Prince Alwaleed Bin Talal Bin Abdulaziz Al Saud's investment in Cordiant, valued at about $27.5m, is a major vote of confidence in Cordiant's ambitions to split into three operations. The break-up will lead to stock exchange listings in London and New York for Saatchi & Saatchi and its sister network Bates Worldwide. Both will jointly own Zenith Media Worldwide, Cordiant's media buying operation. "Cordiant's existing shareholders will own shares in the [reorganized] Saatchi & Bates," says a Cordiant spokesman.
Prince Alwaleed has been committing his cash particularly to business ventures needing restructuring or a change in management to boost their value. He acquired more than 20% of Euro Disney, Paris, just as the theme park's shares were spiraling downwards and new management was brought in to revive shareholders' confidence and prevent its collapse.

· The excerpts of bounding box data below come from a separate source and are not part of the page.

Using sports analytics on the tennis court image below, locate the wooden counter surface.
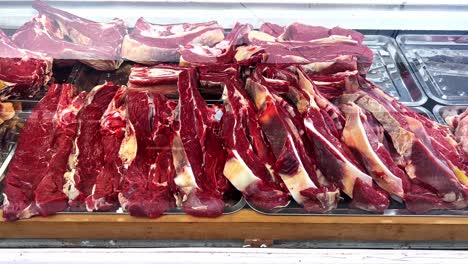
[0,209,468,241]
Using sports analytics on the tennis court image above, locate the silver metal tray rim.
[246,201,468,217]
[396,34,468,105]
[363,35,428,106]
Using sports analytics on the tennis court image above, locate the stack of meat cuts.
[0,30,52,100]
[3,2,468,220]
[445,108,468,155]
[13,0,127,71]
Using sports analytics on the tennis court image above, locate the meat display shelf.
[363,35,427,106]
[397,35,468,105]
[0,209,468,242]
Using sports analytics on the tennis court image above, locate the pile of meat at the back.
[3,3,468,220]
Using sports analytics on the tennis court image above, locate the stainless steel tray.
[432,102,468,124]
[363,35,427,106]
[397,35,468,105]
[411,106,438,121]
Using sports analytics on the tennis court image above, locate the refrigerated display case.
[0,0,468,258]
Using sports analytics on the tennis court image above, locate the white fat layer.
[234,46,261,61]
[188,29,224,46]
[3,193,10,208]
[119,122,138,168]
[174,165,198,194]
[343,104,404,197]
[304,118,372,198]
[223,150,259,192]
[279,135,317,204]
[63,169,80,201]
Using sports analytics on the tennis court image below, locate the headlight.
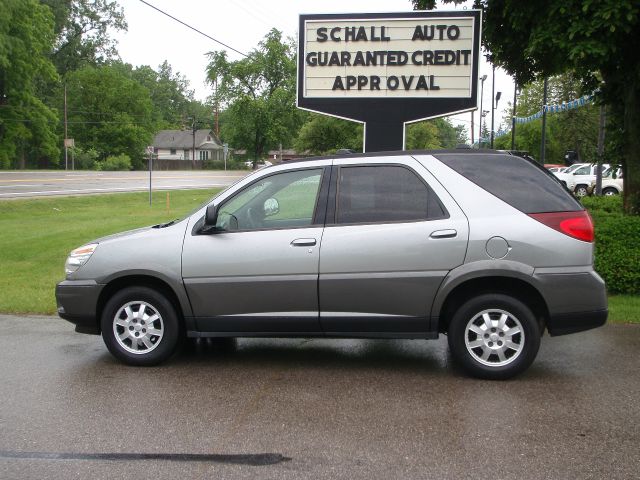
[64,243,98,275]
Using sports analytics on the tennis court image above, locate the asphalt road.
[0,170,249,200]
[0,315,640,480]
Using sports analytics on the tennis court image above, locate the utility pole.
[64,82,69,170]
[478,75,487,147]
[491,65,496,149]
[471,110,476,145]
[191,117,196,170]
[596,105,604,195]
[216,77,220,140]
[540,77,549,165]
[511,83,518,150]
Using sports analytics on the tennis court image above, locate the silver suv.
[56,150,607,379]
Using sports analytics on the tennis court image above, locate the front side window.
[216,169,322,231]
[336,166,446,223]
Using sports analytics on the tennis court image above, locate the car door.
[182,166,329,334]
[319,157,469,337]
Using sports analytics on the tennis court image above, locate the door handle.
[291,238,316,247]
[429,229,458,238]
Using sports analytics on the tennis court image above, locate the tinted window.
[337,166,446,223]
[434,154,582,213]
[216,169,322,230]
[573,165,591,175]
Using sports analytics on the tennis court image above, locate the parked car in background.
[56,149,607,379]
[552,163,588,187]
[555,163,610,197]
[589,173,624,196]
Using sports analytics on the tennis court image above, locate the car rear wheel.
[575,185,589,197]
[448,294,540,380]
[101,287,180,366]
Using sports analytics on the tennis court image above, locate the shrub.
[96,153,131,171]
[583,196,640,295]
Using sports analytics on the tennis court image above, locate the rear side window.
[336,166,447,223]
[434,154,583,213]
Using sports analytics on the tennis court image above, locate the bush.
[96,153,131,171]
[583,196,640,295]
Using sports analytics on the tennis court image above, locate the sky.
[113,0,513,141]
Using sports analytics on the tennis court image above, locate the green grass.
[0,189,640,323]
[609,295,640,323]
[0,189,219,314]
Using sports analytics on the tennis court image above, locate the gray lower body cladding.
[533,269,608,336]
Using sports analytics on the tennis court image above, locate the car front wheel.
[448,294,540,380]
[101,287,180,366]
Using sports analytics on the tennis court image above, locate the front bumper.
[56,280,104,335]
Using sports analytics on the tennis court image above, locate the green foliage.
[41,0,127,76]
[294,114,364,155]
[582,195,640,295]
[127,60,198,129]
[495,73,600,163]
[95,154,131,172]
[0,0,59,168]
[207,29,304,158]
[67,65,157,168]
[406,122,442,150]
[474,0,640,215]
[406,118,467,150]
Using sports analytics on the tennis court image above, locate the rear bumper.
[534,267,608,336]
[56,280,104,335]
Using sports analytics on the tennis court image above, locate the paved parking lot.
[0,315,640,480]
[0,170,250,200]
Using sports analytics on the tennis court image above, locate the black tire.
[448,294,541,380]
[574,185,589,197]
[100,287,182,366]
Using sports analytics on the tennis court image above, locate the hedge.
[582,195,640,295]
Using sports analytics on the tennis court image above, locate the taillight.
[529,210,593,242]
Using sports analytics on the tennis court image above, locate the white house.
[153,129,224,160]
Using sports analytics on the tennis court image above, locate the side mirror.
[204,204,218,229]
[263,198,280,217]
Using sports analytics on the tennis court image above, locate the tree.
[458,0,640,215]
[294,114,364,155]
[41,0,127,75]
[207,29,303,159]
[0,0,59,168]
[67,65,157,168]
[495,73,599,163]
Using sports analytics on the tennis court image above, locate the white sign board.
[302,15,477,99]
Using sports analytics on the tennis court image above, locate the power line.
[140,0,248,57]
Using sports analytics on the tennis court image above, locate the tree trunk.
[623,72,640,215]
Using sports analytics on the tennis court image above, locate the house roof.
[153,129,222,150]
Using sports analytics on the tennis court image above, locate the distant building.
[153,129,224,161]
[267,149,312,162]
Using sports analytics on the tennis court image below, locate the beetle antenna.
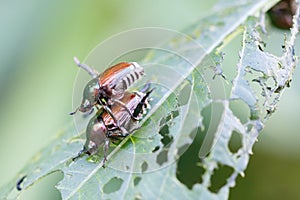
[73,56,99,78]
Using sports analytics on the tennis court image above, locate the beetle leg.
[103,138,110,167]
[73,57,99,78]
[72,149,90,162]
[103,105,120,128]
[112,99,138,120]
[133,88,154,118]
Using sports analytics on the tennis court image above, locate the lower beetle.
[73,84,153,166]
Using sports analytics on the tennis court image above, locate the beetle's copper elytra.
[73,84,153,165]
[70,58,144,122]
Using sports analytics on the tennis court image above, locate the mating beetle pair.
[70,59,153,162]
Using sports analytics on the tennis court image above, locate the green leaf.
[0,0,299,199]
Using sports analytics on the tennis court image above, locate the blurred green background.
[0,0,300,199]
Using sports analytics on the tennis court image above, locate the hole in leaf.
[133,176,142,187]
[229,100,250,123]
[177,81,191,106]
[141,161,148,172]
[103,177,124,194]
[176,103,224,189]
[159,125,173,146]
[176,129,205,189]
[208,165,234,193]
[228,131,242,153]
[156,149,168,165]
[20,171,64,200]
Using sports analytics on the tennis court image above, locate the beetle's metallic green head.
[79,78,99,112]
[84,115,107,155]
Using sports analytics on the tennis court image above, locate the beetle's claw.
[69,107,79,115]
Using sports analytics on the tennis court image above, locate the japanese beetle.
[70,58,144,126]
[73,84,153,165]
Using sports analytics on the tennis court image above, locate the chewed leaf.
[0,0,300,199]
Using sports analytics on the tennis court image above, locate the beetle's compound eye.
[88,140,97,149]
[93,123,106,133]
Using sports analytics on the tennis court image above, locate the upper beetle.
[70,58,144,126]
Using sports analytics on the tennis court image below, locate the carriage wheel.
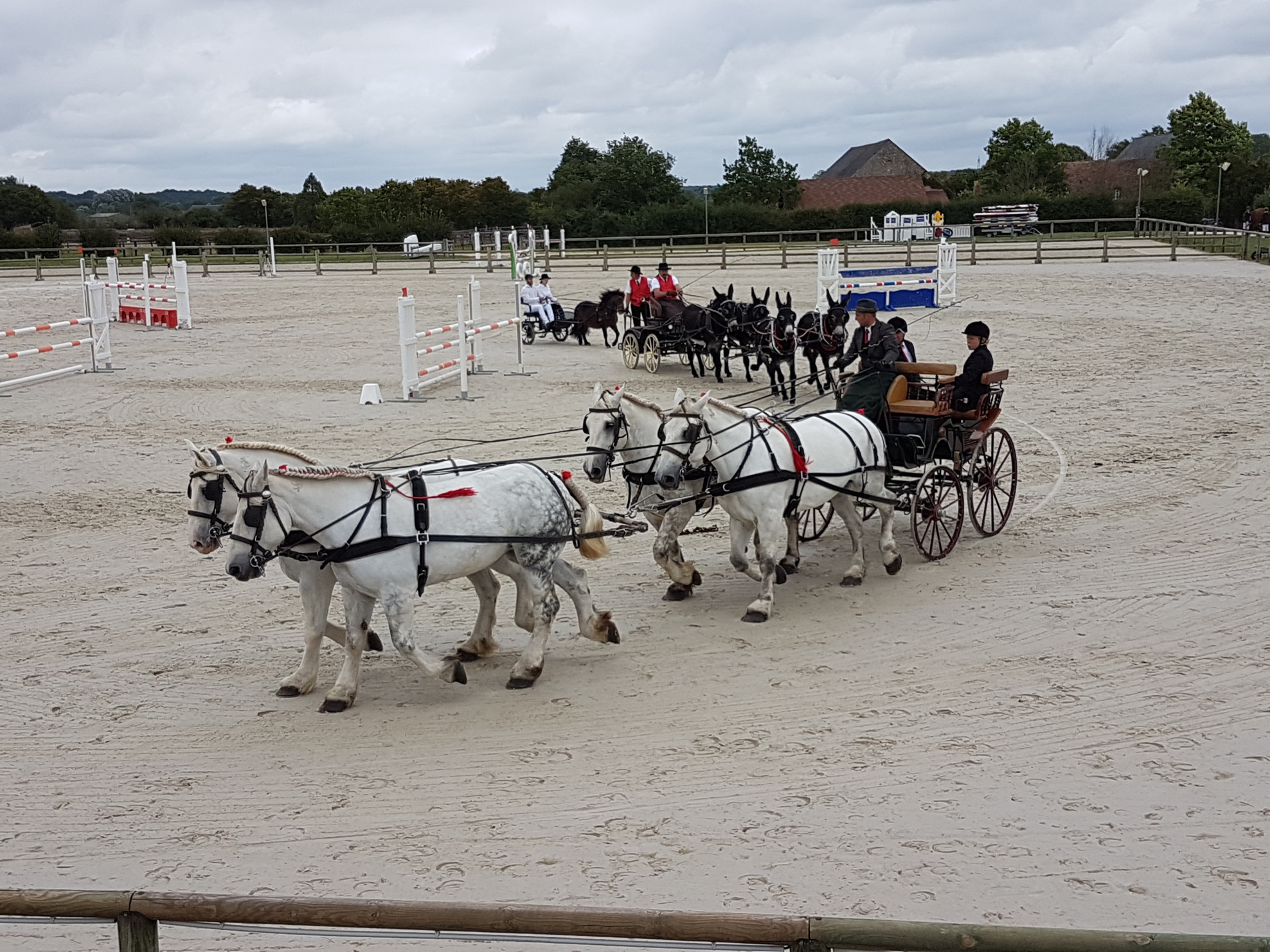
[911,466,965,560]
[622,330,639,371]
[644,334,661,373]
[967,427,1019,536]
[798,502,833,542]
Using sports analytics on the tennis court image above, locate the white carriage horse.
[656,394,903,622]
[582,383,705,602]
[226,463,617,712]
[185,441,620,697]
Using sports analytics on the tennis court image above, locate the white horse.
[185,441,620,697]
[582,383,705,602]
[226,463,616,712]
[657,394,903,622]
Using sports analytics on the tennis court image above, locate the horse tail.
[560,471,609,560]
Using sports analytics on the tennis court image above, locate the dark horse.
[573,291,625,346]
[798,291,847,394]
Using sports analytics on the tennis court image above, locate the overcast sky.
[0,0,1270,191]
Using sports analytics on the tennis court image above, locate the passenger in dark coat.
[953,321,992,411]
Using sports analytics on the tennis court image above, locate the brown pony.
[573,291,625,346]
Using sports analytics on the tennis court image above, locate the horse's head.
[185,439,238,555]
[582,382,630,482]
[654,390,710,489]
[225,461,291,581]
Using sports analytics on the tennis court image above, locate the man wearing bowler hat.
[837,297,899,423]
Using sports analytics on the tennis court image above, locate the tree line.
[0,91,1270,247]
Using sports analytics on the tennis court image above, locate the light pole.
[1213,163,1231,227]
[701,185,710,247]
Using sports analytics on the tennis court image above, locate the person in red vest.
[625,264,661,328]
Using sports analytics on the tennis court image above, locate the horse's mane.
[269,464,377,480]
[622,390,661,414]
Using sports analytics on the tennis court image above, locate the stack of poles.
[99,255,194,330]
[0,281,112,390]
[397,278,524,400]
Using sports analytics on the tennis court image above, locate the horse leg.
[456,569,502,661]
[833,494,868,588]
[740,513,781,622]
[551,558,621,645]
[380,589,467,684]
[318,588,375,714]
[506,563,560,689]
[780,515,803,575]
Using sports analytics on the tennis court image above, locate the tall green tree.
[1157,91,1252,194]
[983,118,1084,195]
[716,136,803,208]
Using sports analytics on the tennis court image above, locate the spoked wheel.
[644,334,661,373]
[967,427,1019,536]
[798,502,833,542]
[622,330,639,371]
[911,466,965,561]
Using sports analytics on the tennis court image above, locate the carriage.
[799,363,1019,560]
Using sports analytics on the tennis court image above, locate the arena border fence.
[0,890,1270,952]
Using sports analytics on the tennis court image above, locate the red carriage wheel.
[967,427,1019,536]
[911,466,965,561]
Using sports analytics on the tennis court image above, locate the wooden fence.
[0,890,1270,952]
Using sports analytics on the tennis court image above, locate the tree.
[716,136,801,208]
[1157,91,1252,194]
[983,119,1085,195]
[596,136,686,212]
[294,173,326,229]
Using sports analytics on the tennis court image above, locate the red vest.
[630,276,653,307]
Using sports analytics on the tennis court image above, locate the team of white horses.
[188,383,902,712]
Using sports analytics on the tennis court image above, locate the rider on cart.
[837,297,899,425]
[623,264,661,328]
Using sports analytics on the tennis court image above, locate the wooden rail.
[0,890,1270,952]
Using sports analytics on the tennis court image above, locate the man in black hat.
[837,297,899,423]
[953,321,992,412]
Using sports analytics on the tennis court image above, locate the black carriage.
[799,363,1019,560]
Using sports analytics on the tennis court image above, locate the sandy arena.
[0,255,1270,952]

In December 1996, he bought the George V Hotel in Paris from U.K.-based media and catering giant Granada Group, which decided to sell non-core properties belonging to the Forte hotel empire it acquired last year.
The financially troubled Apple Computer also benefited from the prince's largesse in April when he took a 5%-plus stake. The management structure at Apple, currently trounced by rivals, especially in the personal computer market, was recently overhauled. This included inviting one of the company's original founders, the charismatic Steve Jobs, back to the board of directors as an advisor.
The prince's investment in Cordiant will equally be considered a positive move. He is a client of Saatchi & Saatchi's Middle East operation and this latest move demonstrates his confidence in the network's new direction within the proposed reorganization.